简体   繁体   English

MPI分段故障(信号11)

[英]MPI Segmentation fault (signal 11)

I have been trying for more than two days to see what mistakes I have done but I couldn't find anything. 我已经尝试了超过两天,以查看自己犯了什么错误,但找不到任何东西。 I keep getting the following error: 我不断收到以下错误:

= BAD TERMINATION OF ONE OF YOUR APPLICATION PROCESSES =终止您的应用程序之一

= EXIT CODE: 139 =退出码:139

= CLEANING UP REMAINING PROCESSES =清理剩余的过程

= YOU CAN IGNORE THE BELOW CLEANUP MESSAGES =您可以忽略下面的清理消息

YOUR APPLICATION TERMINATED WITH THE EXIT STRING: Segmentation fault (signal 11)

This typically refers to a problem with your application.

Please see the FAQ page for debugging suggestions

make: *** [run] Error 139

So the problem clearly in MPI_BCAST and in another function I have MPI_GATHER . 所以问题显然在MPI_BCAST和另一个函数中我有MPI_GATHER Can you help me figure out what's wrong? 您能帮我找出问题所在吗? When I compile the code I type the following: 当我编译代码时,键入以下内容:

/usr/bin/mpicc  -I/usr/include   -L/usr/lib  z.main.c  z.mainMR.c  z.mainWR.c  -o  1dcode -g  -lm

For run: 运行:

usr/bin/mpirun -np 2 ./1dcode dat.txt o.out.txt

For example my code includes this function: 例如,我的代码包含以下功能:

#include <stdio.h>
#include <stdlib.h>
#include <ctype.h>
#include <math.h>
#include <string.h>
#include "functions.h"
#include <mpi.h>
/*...................z.mainMR master function............. */
void MASTER(int argc, char *argv[], int nPROC, int nWRs, int mster)
{

/*... Define all the variables we going to use in z.mainMR function..*/
double tend, dtfactor, dtout, D, b, dx, dtexpl, dt, time;
int MM, M, maxsteps, nsteps;
FILE *datp, *outp;
/*.....Reading the data file "dat" then saving the data in o.out.....*/
datp = fopen(argv[1],"r"); // Open the file in read mode
outp = fopen(argv[argc-1],"w"); // Open output file in write mode
if(datp != NULL) // If data file is not empty continue
{
fscanf(datp,"%d %lf %lf %lf %lf %lf",&MM,&tend,&dtfactor,&dtout,&D,&b);    // read the data
fprintf(outp,"data>>>\nMM=%d\ntend=%lf\ndtfactor=%lf\ndtout=%lf\nD=%lf\nb=%lf\n",MM,tend,dtfactor,dtout,D,b);
fclose(datp); // Close the data file
fclose(outp); // Close the output file
}
else // If the file is empty then print an error message
{
    printf("There is something wrong.
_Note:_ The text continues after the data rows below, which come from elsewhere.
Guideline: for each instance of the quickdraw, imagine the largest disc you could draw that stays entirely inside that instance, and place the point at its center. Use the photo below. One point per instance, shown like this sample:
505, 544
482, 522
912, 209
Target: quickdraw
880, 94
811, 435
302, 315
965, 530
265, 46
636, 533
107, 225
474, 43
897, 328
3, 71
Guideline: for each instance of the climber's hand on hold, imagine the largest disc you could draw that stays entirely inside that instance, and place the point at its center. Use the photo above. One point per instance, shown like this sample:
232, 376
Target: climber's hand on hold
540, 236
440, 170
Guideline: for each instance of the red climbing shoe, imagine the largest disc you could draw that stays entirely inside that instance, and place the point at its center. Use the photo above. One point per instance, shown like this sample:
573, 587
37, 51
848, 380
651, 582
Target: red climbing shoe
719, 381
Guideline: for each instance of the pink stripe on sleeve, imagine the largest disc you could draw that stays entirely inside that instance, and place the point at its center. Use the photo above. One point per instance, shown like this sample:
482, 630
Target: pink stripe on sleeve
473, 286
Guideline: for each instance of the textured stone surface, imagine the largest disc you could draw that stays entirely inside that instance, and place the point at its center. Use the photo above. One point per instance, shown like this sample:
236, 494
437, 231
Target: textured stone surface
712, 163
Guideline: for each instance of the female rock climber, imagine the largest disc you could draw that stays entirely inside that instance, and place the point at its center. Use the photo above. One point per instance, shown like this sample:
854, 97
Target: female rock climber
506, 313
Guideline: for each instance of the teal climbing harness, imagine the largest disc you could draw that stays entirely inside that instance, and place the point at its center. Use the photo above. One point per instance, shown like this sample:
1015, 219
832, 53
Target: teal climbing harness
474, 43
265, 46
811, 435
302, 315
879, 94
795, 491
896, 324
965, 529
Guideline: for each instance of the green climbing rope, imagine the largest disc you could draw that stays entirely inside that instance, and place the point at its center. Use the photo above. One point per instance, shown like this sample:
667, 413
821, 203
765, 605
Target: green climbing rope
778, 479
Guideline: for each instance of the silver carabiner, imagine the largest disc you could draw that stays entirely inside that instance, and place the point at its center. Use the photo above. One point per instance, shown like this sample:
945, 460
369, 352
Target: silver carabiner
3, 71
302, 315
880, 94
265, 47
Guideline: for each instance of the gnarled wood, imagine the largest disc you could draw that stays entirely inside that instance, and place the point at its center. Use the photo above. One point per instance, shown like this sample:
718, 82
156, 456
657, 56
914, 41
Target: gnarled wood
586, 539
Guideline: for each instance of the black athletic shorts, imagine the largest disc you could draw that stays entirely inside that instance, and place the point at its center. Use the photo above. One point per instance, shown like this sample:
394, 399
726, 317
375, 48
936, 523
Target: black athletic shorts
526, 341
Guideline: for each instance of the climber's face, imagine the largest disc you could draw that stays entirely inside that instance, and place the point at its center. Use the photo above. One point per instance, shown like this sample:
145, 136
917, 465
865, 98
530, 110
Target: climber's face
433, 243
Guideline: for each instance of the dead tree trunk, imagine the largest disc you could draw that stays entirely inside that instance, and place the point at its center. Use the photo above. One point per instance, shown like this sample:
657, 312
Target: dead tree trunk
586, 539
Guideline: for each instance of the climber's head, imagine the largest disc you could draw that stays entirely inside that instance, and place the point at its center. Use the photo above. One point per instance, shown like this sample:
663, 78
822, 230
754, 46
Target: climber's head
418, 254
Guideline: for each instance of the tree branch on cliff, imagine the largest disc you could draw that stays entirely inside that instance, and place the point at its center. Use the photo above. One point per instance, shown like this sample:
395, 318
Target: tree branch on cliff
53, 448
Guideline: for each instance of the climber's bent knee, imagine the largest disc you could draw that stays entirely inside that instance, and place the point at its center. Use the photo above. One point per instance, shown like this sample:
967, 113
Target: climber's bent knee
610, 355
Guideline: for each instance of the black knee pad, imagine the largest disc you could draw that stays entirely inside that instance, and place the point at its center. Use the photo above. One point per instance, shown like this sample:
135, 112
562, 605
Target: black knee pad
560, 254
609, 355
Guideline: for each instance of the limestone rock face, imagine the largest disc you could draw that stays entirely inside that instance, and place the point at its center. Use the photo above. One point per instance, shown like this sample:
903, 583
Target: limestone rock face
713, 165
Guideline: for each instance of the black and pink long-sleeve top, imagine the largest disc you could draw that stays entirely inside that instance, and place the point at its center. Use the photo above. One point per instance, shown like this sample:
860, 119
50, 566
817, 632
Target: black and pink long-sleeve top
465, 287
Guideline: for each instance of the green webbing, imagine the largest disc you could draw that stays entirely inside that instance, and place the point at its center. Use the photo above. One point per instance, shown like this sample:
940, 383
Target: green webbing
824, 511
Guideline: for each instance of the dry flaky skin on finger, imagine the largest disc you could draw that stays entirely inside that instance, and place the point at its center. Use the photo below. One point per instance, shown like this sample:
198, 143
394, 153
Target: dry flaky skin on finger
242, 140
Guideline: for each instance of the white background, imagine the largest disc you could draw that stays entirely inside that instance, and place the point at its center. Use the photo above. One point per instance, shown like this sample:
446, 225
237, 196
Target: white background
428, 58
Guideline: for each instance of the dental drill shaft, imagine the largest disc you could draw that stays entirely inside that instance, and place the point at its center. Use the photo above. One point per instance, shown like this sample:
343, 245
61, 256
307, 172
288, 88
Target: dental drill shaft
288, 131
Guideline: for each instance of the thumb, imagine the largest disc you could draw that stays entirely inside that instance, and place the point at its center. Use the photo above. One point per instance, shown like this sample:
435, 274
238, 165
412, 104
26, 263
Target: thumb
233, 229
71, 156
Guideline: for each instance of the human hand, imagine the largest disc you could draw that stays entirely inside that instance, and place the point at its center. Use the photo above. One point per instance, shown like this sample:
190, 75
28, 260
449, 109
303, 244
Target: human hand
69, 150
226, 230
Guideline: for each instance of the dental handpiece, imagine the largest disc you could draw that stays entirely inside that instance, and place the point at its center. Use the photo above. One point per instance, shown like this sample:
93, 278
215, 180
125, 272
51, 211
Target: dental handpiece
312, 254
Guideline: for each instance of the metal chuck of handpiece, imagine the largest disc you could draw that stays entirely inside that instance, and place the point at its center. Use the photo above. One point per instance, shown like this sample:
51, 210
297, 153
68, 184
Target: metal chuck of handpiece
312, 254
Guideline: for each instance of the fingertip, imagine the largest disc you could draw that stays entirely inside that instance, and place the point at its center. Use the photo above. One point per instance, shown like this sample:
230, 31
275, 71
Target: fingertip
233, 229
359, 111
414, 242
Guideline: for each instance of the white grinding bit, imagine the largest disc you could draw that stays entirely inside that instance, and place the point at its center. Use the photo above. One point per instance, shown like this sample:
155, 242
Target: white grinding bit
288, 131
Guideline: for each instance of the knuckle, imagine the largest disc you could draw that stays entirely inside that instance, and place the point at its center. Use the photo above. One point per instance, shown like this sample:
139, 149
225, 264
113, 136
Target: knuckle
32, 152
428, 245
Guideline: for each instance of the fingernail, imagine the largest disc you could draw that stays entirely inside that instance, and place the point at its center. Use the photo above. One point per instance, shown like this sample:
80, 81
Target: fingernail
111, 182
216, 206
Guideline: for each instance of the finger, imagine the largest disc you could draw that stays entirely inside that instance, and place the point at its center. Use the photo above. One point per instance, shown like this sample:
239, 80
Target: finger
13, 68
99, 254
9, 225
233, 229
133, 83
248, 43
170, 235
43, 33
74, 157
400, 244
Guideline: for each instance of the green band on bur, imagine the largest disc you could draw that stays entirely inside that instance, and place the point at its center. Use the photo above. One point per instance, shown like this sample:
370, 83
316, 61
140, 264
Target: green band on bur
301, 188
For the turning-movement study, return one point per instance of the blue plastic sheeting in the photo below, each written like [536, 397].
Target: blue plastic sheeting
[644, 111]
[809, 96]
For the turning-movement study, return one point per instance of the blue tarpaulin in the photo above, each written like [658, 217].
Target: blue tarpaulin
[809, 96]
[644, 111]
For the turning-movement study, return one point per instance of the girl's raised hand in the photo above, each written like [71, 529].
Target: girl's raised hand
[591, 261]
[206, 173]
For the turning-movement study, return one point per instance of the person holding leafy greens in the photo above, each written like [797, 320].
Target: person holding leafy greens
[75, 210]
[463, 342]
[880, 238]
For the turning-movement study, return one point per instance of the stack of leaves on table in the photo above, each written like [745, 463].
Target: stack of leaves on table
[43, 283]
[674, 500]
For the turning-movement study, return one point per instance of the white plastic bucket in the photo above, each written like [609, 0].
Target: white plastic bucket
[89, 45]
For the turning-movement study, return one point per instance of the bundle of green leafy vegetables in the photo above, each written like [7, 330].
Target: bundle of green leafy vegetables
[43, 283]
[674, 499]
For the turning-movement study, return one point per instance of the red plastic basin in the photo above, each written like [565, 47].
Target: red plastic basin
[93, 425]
Maybe file is empty.\n");
}

/*.... Find dx, M, dtexpl, dt and the maxsteps........*/
dx = 1.0/ (double) MM;
M = b * MM;
dtexpl = (dx * dx) / (2.0 * D);
dt = dtfactor * dtexpl;
maxsteps = (int)( tend / dt ) + 1;

/*...Pack integers in iparms array, reals in parms array...*/
int iparms[2] = {MM,M};
double parms[4] = {dx, dt, D, b}; 
MPI_BCAST(iparms,2, MPI_INT,0,MPI_COMM_WORLD);
MPI_BCAST(parms, 4, MPI_DOUBLE,0, MPI_COMM_WORLD);
}

The runtime error is due to an unfortunate combination of a specific trait of MPICH and a feature of the C language. 运行时错误是由于MPICH的特定特征和C语言的功能的不幸组合所致。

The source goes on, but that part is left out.